Constraining axion and compact dark matter with interstellar medium heating

Cold interstellar gas systems have been used to constrain dark matter (DM) models by the condition that the heating rate from DM must be lower than the astrophysical cooling rate of the gas. Following the methodology of Wadekar and Farrar [1], we use the interstellar medium of a gas-rich dwarf galaxy, Leo T, and a Milky Way-environment gas cloud, G33.4-8.0 to constrain DM. Leo T is a particularly strong system as its gas can have the lowest cooling rate among all the objects in the late Universe (owing to the low volume density and metallicity of the gas).
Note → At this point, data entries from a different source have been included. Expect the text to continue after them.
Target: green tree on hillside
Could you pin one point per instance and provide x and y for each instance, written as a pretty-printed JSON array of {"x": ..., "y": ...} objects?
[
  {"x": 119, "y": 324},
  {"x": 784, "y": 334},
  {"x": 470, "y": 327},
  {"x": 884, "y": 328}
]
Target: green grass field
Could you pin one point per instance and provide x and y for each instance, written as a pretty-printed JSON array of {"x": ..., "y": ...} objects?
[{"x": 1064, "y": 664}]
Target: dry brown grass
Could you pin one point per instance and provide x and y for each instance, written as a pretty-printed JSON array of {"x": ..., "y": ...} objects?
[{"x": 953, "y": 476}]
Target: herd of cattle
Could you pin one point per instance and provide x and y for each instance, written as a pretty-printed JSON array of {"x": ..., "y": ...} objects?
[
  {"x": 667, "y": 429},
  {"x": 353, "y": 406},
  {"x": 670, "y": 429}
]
Milky Way clouds, in some cases, provide complementary limits as the DM-gas relative velocity in them is much larger than that in Leo T. We derive constraints on the following scenarios in which DM can heat the gas: (i) interaction of axions with hydrogen atoms or free electrons in the gas, (ii) deceleration of relic magnetically charged DM in gas plasma, (iii) dynamical friction from compact DM, (iv) hard sphere scattering of composite DM with gas. Our limits are complementary to DM direct detection searches. Detection of more gas-rich low-mass dwarfs like Leo T from upcoming 21 cm and optical surveys can improve our bounds.